Pode ser que o suingue singular da música e do violão da cantora, compositora e instrumentista carioca tivesse alcançado visibilidade planetária, antecipando em duas décadas o que aconteceu nos anos 1990 quando músicas como Aldeia de Ogum (Joyce Moreno, 1980) caíram em pistas europeias, abrindo para Joyce um mercado que gerou álbuns feitos para o Japão, Europa e/ou Estados Unidos.


Mas também pode ser que, pela barreira imposta pela língua portuguesa, Natureza se tornasse álbum cultuado somente no nicho norte-americano do jazz – e não foi por acaso que Ogerman insistiu para que Joyce regravasse as músicas com letras alternativas em inglês para que o disco pudesse ser absorvido sem restrições pelo mercado dos Estados Unidos.
Joyce resistiu à ideia, o que parece ter desmotivado Ogerman a lutar pela edição do disco, arquivado (inclusive por questões de ordem jurídica) e dado como perdido até que a fita da gravação – feita nos estúdios da gravadora Columbia por Joyce Moreno (voz, violão e vocais) com a colaboração de Mauricio Maestro (voz, violão e vocais) – fosse encontrada por sobrinha de Ogerman, após a morte do maestro.

A descoberta da fita viabilizou a edição do álbum Natureza, após 45 anos, via Far Out Recordings, gravadora inglesa que edita discos de Joyce há 23 anos, precisamente desde o álbum Hard bossa (1999).
E o fato é que Natureza chega ao mundo digital em 30 de setembro – com capa assinada por Alessandro Renaldin em cuja arte vê-se a silhueta do Cristo Redentor – e ganha edição física em LP e CD programados para 28 de outubro, ambos com as sete faixas gravadas por Joyce e Mauricio com músicos do naipe do baterista João Palma (1943 – 2016), do percussionista Naná Vasconcelos (1944 – 2016) e do ritmista Tutty Moreno (percussão e bateria), instrumentista com quem Joyce se afinou na música e na vida.

Conceituados músicos norte-americanos de jazz – como o baixista Buster Williams, o flautista Joe Farrell (1937 – 1986), o saxofonista Michael Brecker (1949 – 2007), o vibrafonista Mike Mainieri e o pianista Warren Bernhardt – foram arregimentados por Ogerman para a gravação e contribuíram decisivamente para que Natureza resultasse, em essência, em disco de samba-jazz. Ou de samba com jazz.

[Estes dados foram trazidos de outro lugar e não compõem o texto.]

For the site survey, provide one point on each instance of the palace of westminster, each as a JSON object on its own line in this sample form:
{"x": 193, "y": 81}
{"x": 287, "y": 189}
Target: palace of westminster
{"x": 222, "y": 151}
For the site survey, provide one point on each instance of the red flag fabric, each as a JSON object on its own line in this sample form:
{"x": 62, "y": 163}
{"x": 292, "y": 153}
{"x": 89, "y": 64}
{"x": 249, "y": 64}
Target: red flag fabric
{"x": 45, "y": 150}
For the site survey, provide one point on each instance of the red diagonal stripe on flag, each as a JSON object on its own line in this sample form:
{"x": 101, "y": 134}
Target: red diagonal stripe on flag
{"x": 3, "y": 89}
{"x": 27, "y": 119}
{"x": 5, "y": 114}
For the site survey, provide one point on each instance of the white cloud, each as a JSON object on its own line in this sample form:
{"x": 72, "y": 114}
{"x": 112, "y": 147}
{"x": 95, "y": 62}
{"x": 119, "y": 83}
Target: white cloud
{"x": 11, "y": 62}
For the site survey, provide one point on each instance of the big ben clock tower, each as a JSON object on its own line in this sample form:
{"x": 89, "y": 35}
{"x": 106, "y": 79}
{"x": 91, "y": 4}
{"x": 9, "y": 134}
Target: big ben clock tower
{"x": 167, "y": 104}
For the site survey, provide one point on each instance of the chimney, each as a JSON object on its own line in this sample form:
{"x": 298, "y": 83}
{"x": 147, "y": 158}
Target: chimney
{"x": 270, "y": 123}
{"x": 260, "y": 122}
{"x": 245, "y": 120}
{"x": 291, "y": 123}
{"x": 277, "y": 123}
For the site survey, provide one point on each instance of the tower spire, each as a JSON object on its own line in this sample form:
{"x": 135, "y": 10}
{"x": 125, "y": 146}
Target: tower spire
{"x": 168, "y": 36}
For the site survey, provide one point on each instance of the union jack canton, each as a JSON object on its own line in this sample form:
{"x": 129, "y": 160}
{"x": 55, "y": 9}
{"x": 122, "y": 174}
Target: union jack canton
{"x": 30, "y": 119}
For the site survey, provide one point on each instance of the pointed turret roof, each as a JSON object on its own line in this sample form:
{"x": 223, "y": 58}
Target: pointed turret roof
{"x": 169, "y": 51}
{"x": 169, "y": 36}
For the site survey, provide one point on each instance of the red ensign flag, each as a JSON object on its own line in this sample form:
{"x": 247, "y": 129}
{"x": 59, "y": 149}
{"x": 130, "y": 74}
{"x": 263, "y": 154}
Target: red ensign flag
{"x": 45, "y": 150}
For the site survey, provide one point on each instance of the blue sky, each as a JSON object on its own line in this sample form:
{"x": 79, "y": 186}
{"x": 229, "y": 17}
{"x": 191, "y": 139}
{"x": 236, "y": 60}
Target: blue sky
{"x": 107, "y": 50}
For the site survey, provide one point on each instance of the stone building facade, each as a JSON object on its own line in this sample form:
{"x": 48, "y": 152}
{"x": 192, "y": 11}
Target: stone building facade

A natureza jazzística do álbum já ficou claro quando a gravação de Feminina – a rigor, o primeiro registro fonográfico do samba efetivamente apresentado ao mundo em 1979 nas vozes do Quarteto em Cy – emergiu em 1999 na coletânea A trip to Brasil II. Com 11 minutos e 25 segundos, a gravação de Feminina é a pista certeira do som do álbum Natureza.

O disco tem viço, como mostra a pulsação do samba Moreno, embasado com a percussão e a bateria de Tutty Moreno – muso inspirador da composição em cuja letra é citado nominalmente – em gravação que resulta mais sedutora do que o (bom) registro que seria feito por Joyce dali a quatro anos para o álbum Água e luz (1981).
Contudo, mesmo soando fiel ao espírito do som de Joyce, o álbum Natureza está longe de ser o melhor exemplo da maestria de Claus Ogerman como orquestrador e regente. Não espere encontrar em Natureza arranjos orquestrais com a leveza alcançada por Ogerman em Amoroso (1977), obra-prima da discografia de João Gilberto (1931 – 2019) que chegou ao mundo no mesmo ano em que Joyce gravou Natureza com o maestro alemão que já trabalhara com Antonio Carlos Jobim (1927 – 1994).
Basta ouvir a gravação de Mistérios (Joyce Moreno e Mauricio Maestro) – canção que seria lançada na voz de Milton Nascimento em gravação feita com o grupo Boca Livre para o álbum Clube da Esquina 2 (1978) – para detectar um excesso, mínimo que seja. Tanto que a faixa não resiste ao registro mais depurado e leve de Mistérios que seria feito por Joyce para o álbum Feminina (1980), flash de momento áureo da carreira da artista no Brasil.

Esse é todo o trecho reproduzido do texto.